67 years later, California highway upgrade comes to site of James Dean’s deadly crash

Nearly seven decades after the head-on crash that killed actor James Dean, the deadly interchange on the highway linking the San Joaquin Valley to the Central Coast will finally be reconfigured into a four-lane expressway.|

Nearly seven decades after the head-on crash that killed actor James Dean, the deadly interchange on the highway linking the San Joaquin Valley to the Central Coast will finally be reconfigured into a four-lane expressway.

On Friday, Caltrans announced that the California Transportation Commission had approved funding for the $171 million project, which will break ground in March and take three years to complete.

The long-awaited upgrade will replace the dangerous Cholame “Y” interchange with a flyover connection that routes Fresno-bound traffic from Highway 46 East to northbound Highway 41.

The stretch of renovated road includes the location of Dean’s Sept. 30, 1955, fatal head-on collision, where his Porsche Spyder collided with a pickup truck turning left across the roadway to Highway 41.

It has long been the key missing piece in years of upgrades to widen the highway that was long known as “Blood Alley.”

The project follows the widening of a five-mile segment of Highway 46 East between the Shandon Rest Area to to east of the Jack Ranch Café, according to a news release from Caltrans. The café is the site of the memorial honoring Dean.

“We are pleased to have received this funding allocation to continue these safety improvements in this important east-west corridor,” Caltrans District 5 Director Tim Gubbins said in the release.

Atkinson Construction of Irvine received the contract to complete the renovations to the highway, the release said.

“The San Luis Obispo Council of Governments applauds District Director Tim Gubbins’ leadership to secure the funding needed so the planned grade-separated interchange at the Highway 46 and 41 Junction can proceed on schedule. This improvement will serve so many Californians traveling to and from the coast,” San Luis Obispo Council of Governments Executive Director Peter Rodgers said in the release.
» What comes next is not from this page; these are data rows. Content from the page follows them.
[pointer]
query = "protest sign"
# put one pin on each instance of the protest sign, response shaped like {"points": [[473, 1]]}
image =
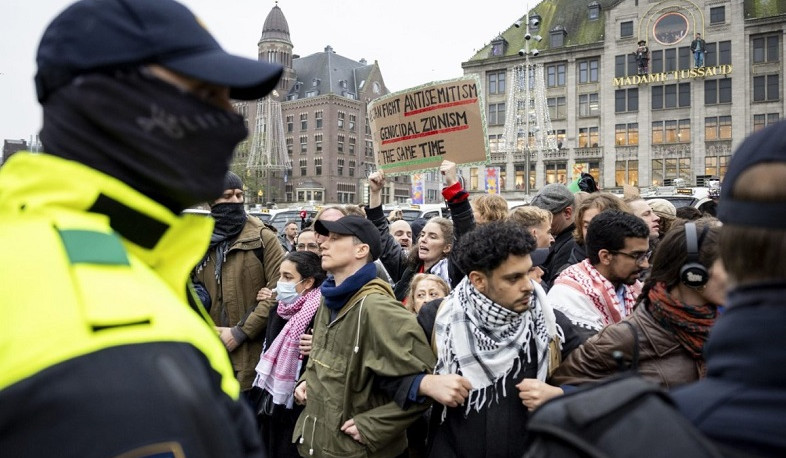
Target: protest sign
{"points": [[416, 129]]}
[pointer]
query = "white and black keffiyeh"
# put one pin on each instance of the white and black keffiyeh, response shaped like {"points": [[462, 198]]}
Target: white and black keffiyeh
{"points": [[483, 341]]}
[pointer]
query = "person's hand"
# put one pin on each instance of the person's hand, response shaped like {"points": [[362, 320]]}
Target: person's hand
{"points": [[447, 389], [449, 172], [533, 392], [300, 394], [376, 181], [305, 344], [350, 429], [264, 294], [229, 340]]}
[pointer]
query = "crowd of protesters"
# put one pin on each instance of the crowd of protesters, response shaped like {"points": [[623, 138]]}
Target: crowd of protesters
{"points": [[134, 329]]}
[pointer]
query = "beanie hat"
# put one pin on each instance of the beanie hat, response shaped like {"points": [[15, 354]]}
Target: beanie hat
{"points": [[554, 197], [764, 146]]}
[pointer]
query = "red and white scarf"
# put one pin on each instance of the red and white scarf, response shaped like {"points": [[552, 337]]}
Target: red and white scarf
{"points": [[278, 367], [585, 278]]}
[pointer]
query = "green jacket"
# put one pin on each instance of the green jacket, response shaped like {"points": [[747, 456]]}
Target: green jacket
{"points": [[372, 336], [234, 301]]}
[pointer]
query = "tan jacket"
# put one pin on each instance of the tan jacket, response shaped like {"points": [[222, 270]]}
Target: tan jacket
{"points": [[661, 358], [234, 301]]}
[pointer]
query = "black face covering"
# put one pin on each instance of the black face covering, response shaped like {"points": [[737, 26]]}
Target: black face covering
{"points": [[167, 144]]}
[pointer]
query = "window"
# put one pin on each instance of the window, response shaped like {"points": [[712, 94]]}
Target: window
{"points": [[715, 166], [303, 144], [665, 171], [588, 137], [626, 134], [555, 75], [765, 49], [625, 65], [717, 91], [556, 172], [766, 88], [557, 108], [671, 131], [496, 114], [318, 119], [318, 143], [718, 15], [671, 96], [717, 128], [626, 29], [763, 120], [589, 105], [626, 172], [588, 71], [626, 100], [496, 82]]}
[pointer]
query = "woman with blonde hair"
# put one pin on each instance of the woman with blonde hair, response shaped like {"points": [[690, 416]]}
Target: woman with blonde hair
{"points": [[425, 288]]}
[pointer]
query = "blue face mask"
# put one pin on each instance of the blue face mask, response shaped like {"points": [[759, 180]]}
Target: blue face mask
{"points": [[286, 293]]}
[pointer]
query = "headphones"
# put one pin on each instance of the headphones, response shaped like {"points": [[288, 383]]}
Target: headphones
{"points": [[693, 273]]}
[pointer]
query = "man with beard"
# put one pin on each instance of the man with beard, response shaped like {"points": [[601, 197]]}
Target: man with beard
{"points": [[105, 353], [244, 256], [402, 233], [603, 288], [497, 340]]}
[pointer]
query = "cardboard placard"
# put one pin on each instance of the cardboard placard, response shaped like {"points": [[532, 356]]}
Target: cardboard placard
{"points": [[416, 129]]}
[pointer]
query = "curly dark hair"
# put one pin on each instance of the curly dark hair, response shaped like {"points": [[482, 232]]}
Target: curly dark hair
{"points": [[488, 245], [308, 265], [609, 230]]}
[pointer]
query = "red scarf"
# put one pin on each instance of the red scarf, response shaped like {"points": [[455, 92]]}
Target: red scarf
{"points": [[690, 324]]}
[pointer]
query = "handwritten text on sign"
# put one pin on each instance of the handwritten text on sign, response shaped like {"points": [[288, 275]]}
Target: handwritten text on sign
{"points": [[416, 129]]}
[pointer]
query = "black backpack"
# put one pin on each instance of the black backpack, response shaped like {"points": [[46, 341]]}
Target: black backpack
{"points": [[622, 416]]}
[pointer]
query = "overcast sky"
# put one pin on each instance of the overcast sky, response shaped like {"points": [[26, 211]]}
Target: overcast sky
{"points": [[414, 41]]}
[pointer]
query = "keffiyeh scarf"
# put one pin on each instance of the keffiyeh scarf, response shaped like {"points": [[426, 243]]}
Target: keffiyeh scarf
{"points": [[483, 341], [277, 370], [585, 278]]}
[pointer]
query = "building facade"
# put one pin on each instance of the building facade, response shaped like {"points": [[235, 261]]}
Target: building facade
{"points": [[630, 126], [323, 152]]}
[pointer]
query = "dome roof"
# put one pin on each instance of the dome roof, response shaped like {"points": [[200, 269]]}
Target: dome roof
{"points": [[276, 27]]}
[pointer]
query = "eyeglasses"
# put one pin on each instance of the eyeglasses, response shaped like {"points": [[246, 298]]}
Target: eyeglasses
{"points": [[638, 257]]}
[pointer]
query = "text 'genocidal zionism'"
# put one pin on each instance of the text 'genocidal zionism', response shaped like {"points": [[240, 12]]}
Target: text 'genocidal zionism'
{"points": [[418, 114]]}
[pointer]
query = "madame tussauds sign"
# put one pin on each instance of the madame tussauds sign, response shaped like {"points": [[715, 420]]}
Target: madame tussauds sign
{"points": [[675, 75]]}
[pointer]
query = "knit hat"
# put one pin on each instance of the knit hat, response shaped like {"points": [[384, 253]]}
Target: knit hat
{"points": [[553, 197], [764, 146], [232, 181]]}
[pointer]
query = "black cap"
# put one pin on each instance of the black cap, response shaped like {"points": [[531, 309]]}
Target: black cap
{"points": [[355, 225], [764, 146], [101, 35]]}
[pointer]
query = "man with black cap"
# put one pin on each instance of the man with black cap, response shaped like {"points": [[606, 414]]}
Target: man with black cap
{"points": [[362, 337], [557, 199], [742, 400], [102, 355], [244, 256]]}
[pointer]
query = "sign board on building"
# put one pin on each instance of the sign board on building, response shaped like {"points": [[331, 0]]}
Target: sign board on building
{"points": [[416, 129]]}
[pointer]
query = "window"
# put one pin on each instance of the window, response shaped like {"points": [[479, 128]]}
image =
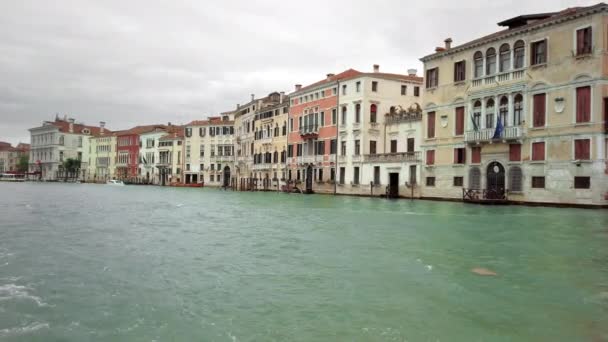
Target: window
{"points": [[432, 78], [478, 63], [458, 181], [376, 175], [477, 115], [430, 126], [504, 58], [459, 155], [584, 44], [475, 178], [515, 152], [430, 157], [538, 182], [539, 52], [459, 125], [582, 149], [538, 151], [583, 104], [582, 182], [515, 179], [519, 54], [518, 107], [459, 71], [538, 119], [373, 111], [476, 155], [394, 146], [490, 113]]}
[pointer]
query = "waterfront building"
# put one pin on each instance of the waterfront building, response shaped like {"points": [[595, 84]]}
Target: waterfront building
{"points": [[9, 156], [56, 141], [244, 125], [127, 151], [209, 151], [379, 134], [270, 143], [520, 114], [170, 159]]}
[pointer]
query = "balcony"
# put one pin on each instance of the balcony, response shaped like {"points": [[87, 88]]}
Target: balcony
{"points": [[487, 135], [309, 130], [400, 157]]}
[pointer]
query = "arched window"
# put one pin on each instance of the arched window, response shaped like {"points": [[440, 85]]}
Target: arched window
{"points": [[490, 113], [505, 58], [477, 115], [519, 54], [503, 111], [373, 111], [475, 178], [518, 108], [478, 60], [490, 61], [515, 179]]}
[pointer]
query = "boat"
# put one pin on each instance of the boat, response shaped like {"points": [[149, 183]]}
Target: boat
{"points": [[12, 177], [115, 182]]}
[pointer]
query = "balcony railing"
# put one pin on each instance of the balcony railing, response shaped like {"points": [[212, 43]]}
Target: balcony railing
{"points": [[309, 130], [412, 157], [487, 135]]}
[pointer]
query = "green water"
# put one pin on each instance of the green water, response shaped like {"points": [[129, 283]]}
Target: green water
{"points": [[103, 263]]}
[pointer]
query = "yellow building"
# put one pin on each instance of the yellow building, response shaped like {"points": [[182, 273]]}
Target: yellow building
{"points": [[519, 115]]}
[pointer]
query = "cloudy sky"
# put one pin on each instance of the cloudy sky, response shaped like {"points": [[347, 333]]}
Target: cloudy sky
{"points": [[141, 62]]}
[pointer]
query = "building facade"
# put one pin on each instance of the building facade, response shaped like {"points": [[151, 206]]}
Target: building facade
{"points": [[520, 115]]}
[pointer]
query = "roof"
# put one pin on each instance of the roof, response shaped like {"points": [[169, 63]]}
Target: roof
{"points": [[536, 23], [64, 127]]}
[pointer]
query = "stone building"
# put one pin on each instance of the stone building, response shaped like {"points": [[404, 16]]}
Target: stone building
{"points": [[520, 115]]}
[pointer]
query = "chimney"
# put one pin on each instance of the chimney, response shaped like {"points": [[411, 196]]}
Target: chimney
{"points": [[448, 43]]}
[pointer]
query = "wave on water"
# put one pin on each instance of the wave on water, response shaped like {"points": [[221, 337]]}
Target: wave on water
{"points": [[12, 292], [16, 331]]}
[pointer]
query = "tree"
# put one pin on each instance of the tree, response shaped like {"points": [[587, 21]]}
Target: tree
{"points": [[71, 166], [23, 163]]}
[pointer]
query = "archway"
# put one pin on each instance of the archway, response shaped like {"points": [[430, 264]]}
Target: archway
{"points": [[495, 175]]}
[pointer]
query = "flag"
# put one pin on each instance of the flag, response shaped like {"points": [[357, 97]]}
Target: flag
{"points": [[499, 129]]}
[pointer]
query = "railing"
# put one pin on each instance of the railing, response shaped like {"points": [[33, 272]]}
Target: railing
{"points": [[487, 135], [413, 157], [405, 117], [484, 195]]}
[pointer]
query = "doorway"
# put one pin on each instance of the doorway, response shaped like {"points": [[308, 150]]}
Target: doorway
{"points": [[495, 175], [393, 185]]}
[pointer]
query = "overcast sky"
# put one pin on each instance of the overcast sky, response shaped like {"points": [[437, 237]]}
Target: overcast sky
{"points": [[141, 62]]}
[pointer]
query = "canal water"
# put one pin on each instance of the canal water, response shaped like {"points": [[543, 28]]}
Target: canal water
{"points": [[102, 263]]}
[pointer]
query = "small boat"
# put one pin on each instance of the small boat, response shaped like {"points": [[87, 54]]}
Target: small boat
{"points": [[115, 182]]}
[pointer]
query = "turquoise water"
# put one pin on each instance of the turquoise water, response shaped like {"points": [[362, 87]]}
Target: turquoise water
{"points": [[103, 263]]}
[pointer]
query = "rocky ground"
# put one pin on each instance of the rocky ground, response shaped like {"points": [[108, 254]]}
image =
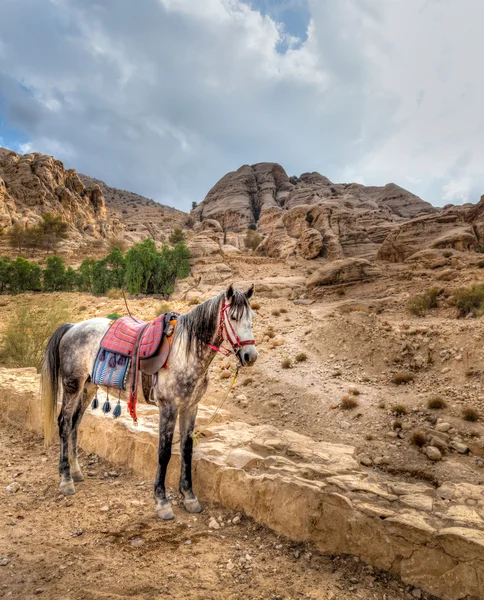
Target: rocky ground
{"points": [[107, 543]]}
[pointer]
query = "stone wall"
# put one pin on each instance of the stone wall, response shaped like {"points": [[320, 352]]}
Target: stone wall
{"points": [[309, 491]]}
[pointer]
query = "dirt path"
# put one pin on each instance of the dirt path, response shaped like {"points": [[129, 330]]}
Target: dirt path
{"points": [[106, 543]]}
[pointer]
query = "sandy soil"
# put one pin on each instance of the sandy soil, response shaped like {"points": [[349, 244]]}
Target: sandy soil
{"points": [[106, 543]]}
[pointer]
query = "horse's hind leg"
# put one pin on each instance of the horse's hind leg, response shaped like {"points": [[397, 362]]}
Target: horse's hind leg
{"points": [[70, 400], [84, 401], [187, 424]]}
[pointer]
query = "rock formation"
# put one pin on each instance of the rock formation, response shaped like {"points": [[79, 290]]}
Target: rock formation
{"points": [[34, 183]]}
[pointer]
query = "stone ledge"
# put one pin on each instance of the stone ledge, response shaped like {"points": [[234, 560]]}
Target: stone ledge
{"points": [[306, 490]]}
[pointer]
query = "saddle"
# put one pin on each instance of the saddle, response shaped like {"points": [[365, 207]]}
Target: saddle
{"points": [[129, 341]]}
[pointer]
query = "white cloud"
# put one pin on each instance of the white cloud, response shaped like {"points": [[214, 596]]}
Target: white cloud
{"points": [[166, 98]]}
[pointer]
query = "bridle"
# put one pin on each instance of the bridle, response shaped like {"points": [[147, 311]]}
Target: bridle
{"points": [[226, 331]]}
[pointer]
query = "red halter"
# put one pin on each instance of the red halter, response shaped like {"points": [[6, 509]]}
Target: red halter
{"points": [[226, 327]]}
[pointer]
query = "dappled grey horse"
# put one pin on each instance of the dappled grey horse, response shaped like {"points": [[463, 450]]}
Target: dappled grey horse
{"points": [[69, 360]]}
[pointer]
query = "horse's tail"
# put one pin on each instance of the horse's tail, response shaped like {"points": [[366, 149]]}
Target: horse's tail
{"points": [[49, 381]]}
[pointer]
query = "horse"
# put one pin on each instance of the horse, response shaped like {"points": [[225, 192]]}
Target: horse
{"points": [[69, 360]]}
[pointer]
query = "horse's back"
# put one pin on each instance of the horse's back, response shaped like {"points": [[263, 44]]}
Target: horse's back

Once this project is complete, only one final 3.5-mile segment of Highway 46 East along the Antelope Grade in San Luis Obispo County to roughly half a mile within Kern County will remain to be widened at a later date, the release said.

“At the completion of these corridor projects, Highway 46 East will become a four-lane divided expressway from U.S. 101 in Paso Robles to I-5 in Lost Hills in Kern County,” the release said.